Origination is the process that involves pooling of debt (with different risk-reward profiles) into portfolios, before selling them to to issuers. In other words, an origination is the process of initiating or starting an instrument or arrangement but without being the ultimate issuer (the party issuing it to potential holders/ bearers, etc.)

Origination may also involve creating a loan (e.g., a mortgage loan) and selling it to another party against origination fees. This process (loan origination) usually gives rise to a derivative product of a specific type: a security or product that derives its performance (cash flows) from that of another (e.g., mortgage-backed securities, MBSs).

Certain risks may play out in the origination process. Even all types of involved risks may have certain interrelation and additional effects. Credit risk and operational inefficiencies may give rise to liquidity problems and may exacerbate interest rate risk if the originator is unable to sell its mortgages in the secondary market.

Origination may create other types of risk mainly including product risk, borrower fallout risk, and reverse price risk. Product risk constitute the adverse situation where a loan that is offered or made may not be desired (i.e., in demand) on the current secondary markets. Even if such an undesired product can be sold, sale will be effected at a heavy discount to its value. An example is a mortgage loan that is originated but prior to close it turns out that investors are not interested in holding it (i.e., providing lending in return for certain interest rate).
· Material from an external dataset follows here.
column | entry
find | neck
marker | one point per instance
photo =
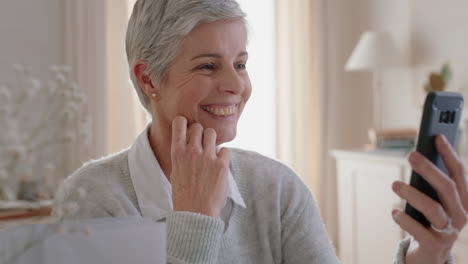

Borrower fallout risk arises if and when the loan does not close due to an action or inaction of the borrower.

Reverse price risk occurs when a lender (mortgage banker) commits to sell loans (mortgage loans) to an investor at rates prevailing at the time of application, while the note rates being set when the borrowers close the transaction.

In addition to these risk, operational inefficiencies can exacerbate staff turnover, increase number of pools with no final certification, drive up production costs, or adversely impact the ability to account for documentation requirements (for lenders/ investors).